You are just saying this now because in the end, Trillanes' hopes for a bloodbath were prevented, not by the Media whom he was really setting up, but by Avelino Razon, a cool cop. Thank God.

If not for the cops, there would've been a bloodbath, which I think is what the left was counting on, if not Sonny, who at least lost the nerve or the stomach for it.

Can't you see that, MB?

We all got lucky the journalists didn't get themselves killed.

I don't necessarily credit GMA as the field commanders on the ground.

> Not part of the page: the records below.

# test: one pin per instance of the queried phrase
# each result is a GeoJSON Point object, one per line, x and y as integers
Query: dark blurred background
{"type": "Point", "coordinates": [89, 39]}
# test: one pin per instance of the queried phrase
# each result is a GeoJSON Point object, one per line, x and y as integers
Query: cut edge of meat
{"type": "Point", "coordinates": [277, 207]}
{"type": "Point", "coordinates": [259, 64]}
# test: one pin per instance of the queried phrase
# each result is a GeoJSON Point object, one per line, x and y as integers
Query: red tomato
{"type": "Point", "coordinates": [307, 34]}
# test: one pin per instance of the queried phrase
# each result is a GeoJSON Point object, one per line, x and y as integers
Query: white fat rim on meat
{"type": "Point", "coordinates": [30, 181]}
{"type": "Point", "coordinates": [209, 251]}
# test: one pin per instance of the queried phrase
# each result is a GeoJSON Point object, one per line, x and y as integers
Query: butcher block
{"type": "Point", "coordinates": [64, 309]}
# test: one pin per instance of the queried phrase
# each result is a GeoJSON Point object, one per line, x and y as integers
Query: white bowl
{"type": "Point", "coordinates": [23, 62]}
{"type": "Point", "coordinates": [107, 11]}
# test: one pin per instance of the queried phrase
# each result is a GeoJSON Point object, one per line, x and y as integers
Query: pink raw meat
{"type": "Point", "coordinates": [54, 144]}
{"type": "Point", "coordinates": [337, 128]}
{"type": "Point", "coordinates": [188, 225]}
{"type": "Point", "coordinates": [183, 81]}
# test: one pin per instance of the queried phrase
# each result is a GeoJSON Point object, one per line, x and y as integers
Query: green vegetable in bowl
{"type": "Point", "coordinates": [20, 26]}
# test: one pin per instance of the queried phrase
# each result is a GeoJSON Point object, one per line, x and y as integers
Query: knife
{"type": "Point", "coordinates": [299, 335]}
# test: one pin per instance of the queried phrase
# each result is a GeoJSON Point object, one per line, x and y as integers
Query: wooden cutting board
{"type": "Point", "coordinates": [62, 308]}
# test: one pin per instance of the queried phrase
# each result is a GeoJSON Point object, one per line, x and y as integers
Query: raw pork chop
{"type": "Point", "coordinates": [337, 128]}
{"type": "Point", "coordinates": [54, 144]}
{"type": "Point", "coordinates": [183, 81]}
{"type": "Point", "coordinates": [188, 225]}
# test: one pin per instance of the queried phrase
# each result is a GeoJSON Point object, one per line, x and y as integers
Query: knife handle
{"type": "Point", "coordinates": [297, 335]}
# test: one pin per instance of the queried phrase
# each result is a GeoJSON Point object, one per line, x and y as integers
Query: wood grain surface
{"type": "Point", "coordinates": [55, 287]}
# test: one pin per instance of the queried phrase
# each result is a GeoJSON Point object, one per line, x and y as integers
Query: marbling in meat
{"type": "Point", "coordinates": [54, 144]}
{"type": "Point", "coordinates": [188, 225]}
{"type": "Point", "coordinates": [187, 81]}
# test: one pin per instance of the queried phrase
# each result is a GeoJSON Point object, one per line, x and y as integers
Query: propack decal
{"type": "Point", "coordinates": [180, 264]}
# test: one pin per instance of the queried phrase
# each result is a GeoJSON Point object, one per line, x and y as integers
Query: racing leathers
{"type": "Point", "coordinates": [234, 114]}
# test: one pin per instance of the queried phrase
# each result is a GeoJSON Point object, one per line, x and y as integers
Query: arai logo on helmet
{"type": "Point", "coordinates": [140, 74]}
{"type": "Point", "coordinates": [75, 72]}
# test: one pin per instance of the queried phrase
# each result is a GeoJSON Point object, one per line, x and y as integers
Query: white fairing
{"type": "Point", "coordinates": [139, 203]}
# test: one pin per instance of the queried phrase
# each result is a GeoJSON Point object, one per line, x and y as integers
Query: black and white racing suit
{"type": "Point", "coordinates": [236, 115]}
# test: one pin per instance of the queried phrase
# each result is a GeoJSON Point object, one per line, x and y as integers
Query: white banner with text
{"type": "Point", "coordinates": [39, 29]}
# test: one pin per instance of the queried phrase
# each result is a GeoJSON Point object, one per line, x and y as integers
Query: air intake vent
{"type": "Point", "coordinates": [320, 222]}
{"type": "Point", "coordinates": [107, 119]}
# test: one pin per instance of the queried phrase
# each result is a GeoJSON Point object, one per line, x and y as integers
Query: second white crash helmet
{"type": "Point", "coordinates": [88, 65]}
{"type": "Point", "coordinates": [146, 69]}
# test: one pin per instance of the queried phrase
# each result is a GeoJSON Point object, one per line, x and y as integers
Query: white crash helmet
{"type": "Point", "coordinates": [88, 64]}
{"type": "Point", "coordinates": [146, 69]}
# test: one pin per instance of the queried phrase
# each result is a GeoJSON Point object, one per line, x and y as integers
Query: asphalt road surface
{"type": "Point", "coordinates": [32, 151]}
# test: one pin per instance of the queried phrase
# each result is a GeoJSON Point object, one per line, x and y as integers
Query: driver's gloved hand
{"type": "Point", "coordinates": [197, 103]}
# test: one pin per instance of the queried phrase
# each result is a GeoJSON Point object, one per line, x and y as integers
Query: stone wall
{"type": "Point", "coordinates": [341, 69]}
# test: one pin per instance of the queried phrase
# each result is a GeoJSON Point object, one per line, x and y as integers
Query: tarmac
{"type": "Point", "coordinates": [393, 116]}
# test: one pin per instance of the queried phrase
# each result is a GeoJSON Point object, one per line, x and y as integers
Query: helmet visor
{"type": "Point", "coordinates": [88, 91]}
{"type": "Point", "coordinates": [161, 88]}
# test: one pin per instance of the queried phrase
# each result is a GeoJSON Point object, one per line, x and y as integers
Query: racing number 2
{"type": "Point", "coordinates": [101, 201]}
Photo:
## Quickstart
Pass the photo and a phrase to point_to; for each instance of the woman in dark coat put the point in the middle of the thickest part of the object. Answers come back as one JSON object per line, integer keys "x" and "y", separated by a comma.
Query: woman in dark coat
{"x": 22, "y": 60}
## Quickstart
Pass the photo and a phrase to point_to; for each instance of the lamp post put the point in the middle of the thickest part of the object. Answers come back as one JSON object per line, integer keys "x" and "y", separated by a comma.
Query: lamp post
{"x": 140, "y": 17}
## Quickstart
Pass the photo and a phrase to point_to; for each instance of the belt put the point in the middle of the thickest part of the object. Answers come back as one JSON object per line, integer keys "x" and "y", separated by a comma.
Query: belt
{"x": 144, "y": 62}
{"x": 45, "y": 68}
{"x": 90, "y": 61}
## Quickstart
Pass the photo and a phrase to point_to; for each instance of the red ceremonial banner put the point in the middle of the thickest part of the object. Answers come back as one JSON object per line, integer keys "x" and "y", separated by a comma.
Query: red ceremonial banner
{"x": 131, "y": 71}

Give them that you scoundrelly curmudgeonly rascal, you!

Sef said...

Surely some media people are part or Trillanes' group.. I bet people in media know who among them are with Trillanes.

I hope someone could tell the truth what really is happening in our country!

manuelbuencamino said...


Don't put words in my mouth. I told you what I thought and that's it. We won't get anywhere accusing each other of lying.

If journalists died there after they were told there would be fireworks then so be it.

DJB Rizalist said...

So , you mean to say you would have said exactly the same thing even if one or two or ten journalists had been killed in the crossfire? That it was their lookout? I find that hard to believe but so be it. For once you are insisting that you agree with me.

Does that mean you also agree that the cops were being baited into a bloodbath by trillanes, but were wise and patient enough to avoid the trap and adopt tactics that really worked to defuse the situation without a bloodbath?

Do you think Trillanes ought to be publicly criticized for exposing the media to a possibly life threatening situation? Surely it was not the police that put them in harm's way but Trillanes, di ba?

If you insist that the journalists "prevented" a bloodbath, who would you accuse for provoking the possibility of a bloodbath, trillanes or the cops?